Коэн, олицетворяющий общество, говорит о себе во множественном числе и не понимает, зачем живет. Вернее, во имя чего он умирает. Он ничего не чувствует, не испытывает счастья, жизнь его пуста. Коэн ждет телефонного звонка, который скажет ему, зачем он есть. Когда-то этот звонок уже прозвучал и голос на другом конце провода назвал его имя — но Коэн не сумел ответить и теперь надеется, что звонок раздастся повторно.
Желание снова почувствовать радость бытия — единственное, что наполняет героя. При этом Гиллиам, скрываясь за маской всемогущего Менеджмента, со свойственной ему иронией поручает герою важнейшее задание: доказать, что никакого смысла у жизни нет. Что нулю в теореме равняется 100% содержания. Не 93%, не 97%, не 99%. Абсолютно всё в теореме жизни равняется нулю.
Убедиться в этом и есть задача Коэна, который больше всего желает опровергнуть бессмысленность происходящего.
Наверное, тот факт, что Гиллиаму исполнилось семьдесят три года к выходу фильма, объясняет скепсис в отношении жизни и её осмысленности.
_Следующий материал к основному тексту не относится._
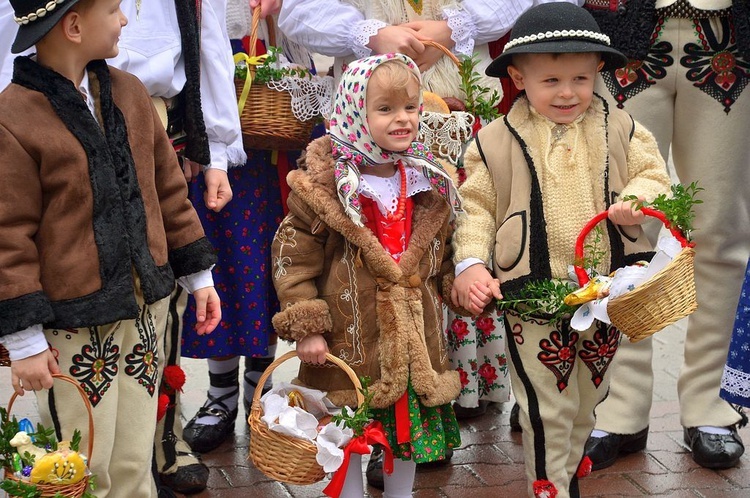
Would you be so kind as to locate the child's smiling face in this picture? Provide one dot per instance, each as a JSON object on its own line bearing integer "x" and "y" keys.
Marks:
{"x": 559, "y": 86}
{"x": 392, "y": 116}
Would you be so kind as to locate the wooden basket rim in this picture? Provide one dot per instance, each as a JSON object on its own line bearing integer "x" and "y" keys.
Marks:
{"x": 86, "y": 403}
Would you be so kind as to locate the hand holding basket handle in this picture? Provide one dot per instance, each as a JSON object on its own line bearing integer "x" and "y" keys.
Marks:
{"x": 660, "y": 301}
{"x": 73, "y": 489}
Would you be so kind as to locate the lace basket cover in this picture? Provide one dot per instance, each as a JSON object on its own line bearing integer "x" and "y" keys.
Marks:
{"x": 446, "y": 134}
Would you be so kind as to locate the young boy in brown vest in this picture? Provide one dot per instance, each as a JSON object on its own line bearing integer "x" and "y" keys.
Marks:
{"x": 534, "y": 178}
{"x": 96, "y": 226}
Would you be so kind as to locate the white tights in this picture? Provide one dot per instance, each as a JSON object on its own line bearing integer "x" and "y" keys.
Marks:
{"x": 399, "y": 484}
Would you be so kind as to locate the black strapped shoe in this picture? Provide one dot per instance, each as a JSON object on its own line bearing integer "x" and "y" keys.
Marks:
{"x": 204, "y": 438}
{"x": 604, "y": 451}
{"x": 714, "y": 451}
{"x": 188, "y": 479}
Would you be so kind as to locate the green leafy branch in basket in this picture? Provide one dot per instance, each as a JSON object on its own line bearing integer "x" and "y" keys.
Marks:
{"x": 360, "y": 418}
{"x": 480, "y": 101}
{"x": 546, "y": 298}
{"x": 678, "y": 209}
{"x": 541, "y": 299}
{"x": 45, "y": 438}
{"x": 8, "y": 429}
{"x": 268, "y": 70}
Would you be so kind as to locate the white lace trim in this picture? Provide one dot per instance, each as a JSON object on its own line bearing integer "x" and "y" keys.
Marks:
{"x": 385, "y": 191}
{"x": 310, "y": 96}
{"x": 736, "y": 382}
{"x": 360, "y": 36}
{"x": 445, "y": 134}
{"x": 463, "y": 30}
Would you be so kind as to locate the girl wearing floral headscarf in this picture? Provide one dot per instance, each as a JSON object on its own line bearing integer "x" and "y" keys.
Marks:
{"x": 358, "y": 264}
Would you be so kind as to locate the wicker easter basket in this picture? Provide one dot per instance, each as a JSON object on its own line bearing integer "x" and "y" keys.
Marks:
{"x": 281, "y": 457}
{"x": 75, "y": 490}
{"x": 445, "y": 134}
{"x": 266, "y": 116}
{"x": 665, "y": 298}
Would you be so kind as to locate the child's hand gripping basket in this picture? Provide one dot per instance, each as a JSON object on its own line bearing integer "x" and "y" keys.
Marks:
{"x": 266, "y": 116}
{"x": 72, "y": 490}
{"x": 4, "y": 357}
{"x": 281, "y": 457}
{"x": 446, "y": 134}
{"x": 663, "y": 299}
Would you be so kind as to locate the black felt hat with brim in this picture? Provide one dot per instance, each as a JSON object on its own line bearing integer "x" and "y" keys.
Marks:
{"x": 556, "y": 28}
{"x": 35, "y": 18}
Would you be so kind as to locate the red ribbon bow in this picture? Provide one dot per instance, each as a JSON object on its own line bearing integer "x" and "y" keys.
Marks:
{"x": 373, "y": 434}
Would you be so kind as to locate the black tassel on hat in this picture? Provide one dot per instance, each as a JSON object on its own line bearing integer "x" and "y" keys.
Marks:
{"x": 196, "y": 148}
{"x": 629, "y": 26}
Режиссер спорит с собой, утверждая и сомневаясь, обращаясь к символам веры и тут же иронизируя над ними. От заброшенного собора, в котором обитает Коэн, до Иисуса Христа, всеведущего и вездесущего, с камерой наблюдения вместо лика. Даже пять хлебов с двумя рыбинами не остаются в стороне и предстают перед зрителем в образе пиццы.
Не является ли Менеджмент, контролирующий каждый поступок в мире Гиллиама, новым богом? И сын его, единственный и неповторимый, сыном бога, приходящим в заброшенный храм, чтобы помочь одинокому Коэну обрести смысл жизни? Аллюзий в избытке. Терри знает, к какому алтарю обратятся те, кто решит провозгласить наличие у жизни смысла — и заранее расшатывает «смысловой» фундамент иронией.
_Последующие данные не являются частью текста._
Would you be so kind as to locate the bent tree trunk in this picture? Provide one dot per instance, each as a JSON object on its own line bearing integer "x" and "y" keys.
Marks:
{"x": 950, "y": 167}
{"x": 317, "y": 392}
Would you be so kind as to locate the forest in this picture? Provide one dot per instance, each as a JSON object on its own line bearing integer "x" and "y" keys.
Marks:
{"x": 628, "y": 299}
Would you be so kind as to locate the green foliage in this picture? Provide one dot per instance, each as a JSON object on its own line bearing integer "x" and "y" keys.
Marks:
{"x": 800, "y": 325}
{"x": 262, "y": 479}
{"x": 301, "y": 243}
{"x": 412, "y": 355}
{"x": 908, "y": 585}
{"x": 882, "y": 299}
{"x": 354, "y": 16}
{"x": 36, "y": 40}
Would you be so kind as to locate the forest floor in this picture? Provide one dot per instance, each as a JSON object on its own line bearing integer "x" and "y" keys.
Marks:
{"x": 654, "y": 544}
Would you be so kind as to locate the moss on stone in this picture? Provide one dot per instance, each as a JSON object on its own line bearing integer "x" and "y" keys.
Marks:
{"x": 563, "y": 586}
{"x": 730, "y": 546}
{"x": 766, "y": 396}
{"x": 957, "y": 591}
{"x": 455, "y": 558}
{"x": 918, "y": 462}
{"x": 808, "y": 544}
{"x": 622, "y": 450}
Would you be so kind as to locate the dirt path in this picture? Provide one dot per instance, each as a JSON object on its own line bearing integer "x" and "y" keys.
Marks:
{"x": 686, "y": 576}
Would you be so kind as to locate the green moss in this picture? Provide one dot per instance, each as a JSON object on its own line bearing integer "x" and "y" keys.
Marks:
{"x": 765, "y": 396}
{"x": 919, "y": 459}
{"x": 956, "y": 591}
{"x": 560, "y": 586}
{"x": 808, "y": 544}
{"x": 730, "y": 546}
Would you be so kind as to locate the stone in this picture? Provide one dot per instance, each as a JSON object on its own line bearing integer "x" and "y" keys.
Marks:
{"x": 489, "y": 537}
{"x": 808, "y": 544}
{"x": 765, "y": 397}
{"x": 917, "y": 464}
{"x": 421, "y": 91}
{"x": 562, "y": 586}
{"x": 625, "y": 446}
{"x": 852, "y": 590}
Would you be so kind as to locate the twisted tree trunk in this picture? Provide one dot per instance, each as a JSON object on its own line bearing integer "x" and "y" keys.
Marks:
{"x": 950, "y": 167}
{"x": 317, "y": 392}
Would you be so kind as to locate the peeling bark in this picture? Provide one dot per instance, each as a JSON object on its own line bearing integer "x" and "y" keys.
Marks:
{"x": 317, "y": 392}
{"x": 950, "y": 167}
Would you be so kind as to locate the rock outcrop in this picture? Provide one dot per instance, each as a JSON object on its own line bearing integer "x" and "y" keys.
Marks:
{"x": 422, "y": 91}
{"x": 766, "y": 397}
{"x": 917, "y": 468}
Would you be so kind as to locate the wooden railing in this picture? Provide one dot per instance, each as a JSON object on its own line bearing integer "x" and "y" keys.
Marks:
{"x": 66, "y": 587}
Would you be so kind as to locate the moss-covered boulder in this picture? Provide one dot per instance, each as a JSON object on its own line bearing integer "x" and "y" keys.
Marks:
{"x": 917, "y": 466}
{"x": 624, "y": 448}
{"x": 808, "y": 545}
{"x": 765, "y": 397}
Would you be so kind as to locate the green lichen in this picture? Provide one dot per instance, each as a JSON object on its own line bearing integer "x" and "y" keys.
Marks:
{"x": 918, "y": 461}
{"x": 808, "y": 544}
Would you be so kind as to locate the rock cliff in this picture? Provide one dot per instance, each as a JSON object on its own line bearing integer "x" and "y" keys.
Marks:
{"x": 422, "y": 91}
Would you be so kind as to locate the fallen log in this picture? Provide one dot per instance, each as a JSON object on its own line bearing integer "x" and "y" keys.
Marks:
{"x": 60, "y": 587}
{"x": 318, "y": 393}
Меняет Гиллиам и содержание персонажей, показывая, что взросление никак не связано с возрастом, а является, скорее, внутренней метаморфозой.
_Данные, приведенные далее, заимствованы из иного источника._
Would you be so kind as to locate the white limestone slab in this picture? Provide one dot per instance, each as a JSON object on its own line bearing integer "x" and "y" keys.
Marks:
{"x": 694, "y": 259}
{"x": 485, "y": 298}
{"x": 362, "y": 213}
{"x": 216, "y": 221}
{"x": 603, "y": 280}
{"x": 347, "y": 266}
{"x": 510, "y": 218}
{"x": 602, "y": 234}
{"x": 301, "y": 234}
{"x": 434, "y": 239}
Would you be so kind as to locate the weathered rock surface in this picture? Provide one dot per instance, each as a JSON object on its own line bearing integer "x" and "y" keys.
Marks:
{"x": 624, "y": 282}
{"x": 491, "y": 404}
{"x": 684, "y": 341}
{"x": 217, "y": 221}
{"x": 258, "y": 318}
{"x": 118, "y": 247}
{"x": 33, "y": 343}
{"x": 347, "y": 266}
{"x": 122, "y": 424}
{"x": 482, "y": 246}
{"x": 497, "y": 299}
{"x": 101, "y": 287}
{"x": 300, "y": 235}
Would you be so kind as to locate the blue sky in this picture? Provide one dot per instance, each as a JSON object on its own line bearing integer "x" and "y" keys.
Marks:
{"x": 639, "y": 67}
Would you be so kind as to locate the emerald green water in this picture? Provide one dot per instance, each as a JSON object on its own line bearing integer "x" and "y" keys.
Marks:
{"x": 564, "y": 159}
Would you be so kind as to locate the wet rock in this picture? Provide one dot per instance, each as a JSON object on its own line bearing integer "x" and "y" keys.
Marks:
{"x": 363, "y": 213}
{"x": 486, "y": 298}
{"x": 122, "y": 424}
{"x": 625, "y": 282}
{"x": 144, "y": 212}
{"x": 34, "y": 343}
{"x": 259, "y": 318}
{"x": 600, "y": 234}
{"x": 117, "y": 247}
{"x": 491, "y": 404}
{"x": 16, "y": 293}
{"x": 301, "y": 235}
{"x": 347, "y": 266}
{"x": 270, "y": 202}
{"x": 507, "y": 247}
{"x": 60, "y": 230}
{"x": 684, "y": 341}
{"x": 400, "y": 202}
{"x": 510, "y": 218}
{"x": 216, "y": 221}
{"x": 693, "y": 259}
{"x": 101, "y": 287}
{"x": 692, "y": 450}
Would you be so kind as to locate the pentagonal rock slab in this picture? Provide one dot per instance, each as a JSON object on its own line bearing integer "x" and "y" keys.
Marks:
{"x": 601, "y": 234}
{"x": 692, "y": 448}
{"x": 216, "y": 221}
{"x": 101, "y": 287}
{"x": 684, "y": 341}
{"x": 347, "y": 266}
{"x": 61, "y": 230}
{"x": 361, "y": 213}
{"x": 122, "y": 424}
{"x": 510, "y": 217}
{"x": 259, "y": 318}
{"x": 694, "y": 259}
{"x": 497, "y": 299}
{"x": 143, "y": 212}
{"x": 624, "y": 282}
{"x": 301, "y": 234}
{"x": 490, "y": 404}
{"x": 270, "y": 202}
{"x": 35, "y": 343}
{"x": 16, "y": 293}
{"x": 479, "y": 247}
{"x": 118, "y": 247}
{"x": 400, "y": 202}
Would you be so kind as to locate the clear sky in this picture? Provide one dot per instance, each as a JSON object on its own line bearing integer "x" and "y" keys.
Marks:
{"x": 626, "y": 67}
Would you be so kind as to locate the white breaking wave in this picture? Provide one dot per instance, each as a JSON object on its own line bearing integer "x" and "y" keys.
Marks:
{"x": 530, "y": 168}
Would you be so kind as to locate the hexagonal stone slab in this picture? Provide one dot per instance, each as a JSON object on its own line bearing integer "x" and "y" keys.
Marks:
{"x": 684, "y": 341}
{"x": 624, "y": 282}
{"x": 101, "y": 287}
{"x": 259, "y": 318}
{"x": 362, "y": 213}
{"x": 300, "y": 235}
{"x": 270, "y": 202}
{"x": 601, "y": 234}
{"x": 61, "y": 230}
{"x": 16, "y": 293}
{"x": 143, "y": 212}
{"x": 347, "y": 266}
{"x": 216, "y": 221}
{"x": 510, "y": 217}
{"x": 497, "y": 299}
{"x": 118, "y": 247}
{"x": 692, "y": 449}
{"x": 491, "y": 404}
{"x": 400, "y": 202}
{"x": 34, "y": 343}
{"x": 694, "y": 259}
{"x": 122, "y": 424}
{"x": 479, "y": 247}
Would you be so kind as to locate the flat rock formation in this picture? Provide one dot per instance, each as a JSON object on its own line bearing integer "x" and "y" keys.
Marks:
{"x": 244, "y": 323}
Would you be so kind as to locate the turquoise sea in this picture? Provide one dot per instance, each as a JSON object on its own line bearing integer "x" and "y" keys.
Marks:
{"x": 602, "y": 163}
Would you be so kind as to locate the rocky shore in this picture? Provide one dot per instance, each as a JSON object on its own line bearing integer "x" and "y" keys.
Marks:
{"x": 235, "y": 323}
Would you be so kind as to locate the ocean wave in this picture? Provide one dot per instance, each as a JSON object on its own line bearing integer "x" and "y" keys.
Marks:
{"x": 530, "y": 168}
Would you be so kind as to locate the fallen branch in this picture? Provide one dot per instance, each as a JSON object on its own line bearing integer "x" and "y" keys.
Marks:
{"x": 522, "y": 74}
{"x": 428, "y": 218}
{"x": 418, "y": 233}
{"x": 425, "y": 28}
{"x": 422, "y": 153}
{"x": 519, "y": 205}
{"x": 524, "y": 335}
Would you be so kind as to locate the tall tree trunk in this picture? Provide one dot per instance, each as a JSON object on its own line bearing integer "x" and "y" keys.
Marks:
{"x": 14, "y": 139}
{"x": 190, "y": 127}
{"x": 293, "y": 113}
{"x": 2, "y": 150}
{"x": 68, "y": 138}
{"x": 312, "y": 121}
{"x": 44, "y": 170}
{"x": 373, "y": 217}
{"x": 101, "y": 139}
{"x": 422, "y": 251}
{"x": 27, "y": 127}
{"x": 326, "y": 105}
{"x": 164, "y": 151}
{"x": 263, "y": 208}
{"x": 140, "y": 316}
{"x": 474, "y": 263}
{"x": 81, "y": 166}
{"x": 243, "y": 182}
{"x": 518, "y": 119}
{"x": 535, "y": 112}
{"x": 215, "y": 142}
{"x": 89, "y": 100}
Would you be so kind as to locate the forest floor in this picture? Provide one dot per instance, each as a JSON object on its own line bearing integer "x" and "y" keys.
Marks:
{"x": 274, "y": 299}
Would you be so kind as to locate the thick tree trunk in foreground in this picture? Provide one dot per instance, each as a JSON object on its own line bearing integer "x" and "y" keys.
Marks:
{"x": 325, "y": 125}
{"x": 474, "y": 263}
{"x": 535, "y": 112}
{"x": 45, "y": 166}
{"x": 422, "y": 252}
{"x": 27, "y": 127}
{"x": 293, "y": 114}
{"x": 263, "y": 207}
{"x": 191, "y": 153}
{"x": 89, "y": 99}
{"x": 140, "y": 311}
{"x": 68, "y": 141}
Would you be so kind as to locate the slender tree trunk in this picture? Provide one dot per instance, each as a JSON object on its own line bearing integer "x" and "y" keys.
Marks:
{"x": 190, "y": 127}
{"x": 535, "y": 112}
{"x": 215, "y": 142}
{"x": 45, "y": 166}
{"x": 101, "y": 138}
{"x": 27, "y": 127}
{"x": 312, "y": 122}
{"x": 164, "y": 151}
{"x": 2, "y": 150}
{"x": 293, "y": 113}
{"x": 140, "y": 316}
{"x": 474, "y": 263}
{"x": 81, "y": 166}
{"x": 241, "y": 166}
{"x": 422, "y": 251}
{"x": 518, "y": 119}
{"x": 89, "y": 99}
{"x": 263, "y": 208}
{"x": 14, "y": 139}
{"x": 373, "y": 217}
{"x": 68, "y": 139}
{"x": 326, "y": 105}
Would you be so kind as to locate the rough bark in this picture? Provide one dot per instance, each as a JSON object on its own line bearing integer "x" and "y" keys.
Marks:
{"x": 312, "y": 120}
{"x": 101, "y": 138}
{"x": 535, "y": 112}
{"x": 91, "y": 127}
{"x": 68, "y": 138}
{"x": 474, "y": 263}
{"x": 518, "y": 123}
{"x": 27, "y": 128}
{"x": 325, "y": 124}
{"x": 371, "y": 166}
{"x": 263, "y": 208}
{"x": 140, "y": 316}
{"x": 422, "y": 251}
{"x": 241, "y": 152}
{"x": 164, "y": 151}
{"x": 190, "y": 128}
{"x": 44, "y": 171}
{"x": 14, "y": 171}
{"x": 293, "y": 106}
Взрослый главный герой — по-детски инфантилен. Подросток, помогающий герою — по-взрослому циничен. Молодость покидает человека вместе с верой в идеалы, пусть и наивные. И старость приходит даже в самом юном возрасте, если человек воспринимает только практическую сторону жизни. Гиллиам безжалостно сообщает Коэну, а значит и зрителю, о торжестве и разумности практического подхода. И даже когда Коэн говорит, что больше не играет в игры Менеджмента, Гиллиам лишает Коэна выбора: играет Коэн или нет — не имеет значения. Игра заканчивается по желанию Менеджмента, а не наоборот. Остальные игроки для Менеджмента — фишки, инструменты, используемые для достижения неведомой цели.
Даже Бэйнсли, девушка, предлагающая людям иллюзию счастья, которая узнает о глубочайшей тревоге героя, о потерянном смысле жизни, о желании Коэна вернуть то, что он чувствовал раньше, даже она — инструмент Менеджмента. Сложный, ультимативный, привлекательный, но инструмент. Инструмент для имитации счастья.
Будучи несчастным, можно подключить синапсы мозга к специальному устройству и при помощи онлайн-сервиса и навыков Бейнсли, стать счастливым. Именно такой эрзац счастья предлагают Коэну, чтобы он продолжил доказательство теоремы, утверждающей, что в жизни смысла нет. Еще одна ироничная конструкция Терри Гиллиама.
Однако ирония здесь и в том, что именно эта подделка, это фальшивое счастье оказывается в конечном итоге для Коэна настоящим. Коэн слышит звонок, который ожидал столько времени, в любви. Терри Гиллиам предлагает утопающему зрителю ухватиться за всю ту же соломинку, которую до него предлагали тысячи иных авторов: поэтов, драматургов, музыкантов, писателей.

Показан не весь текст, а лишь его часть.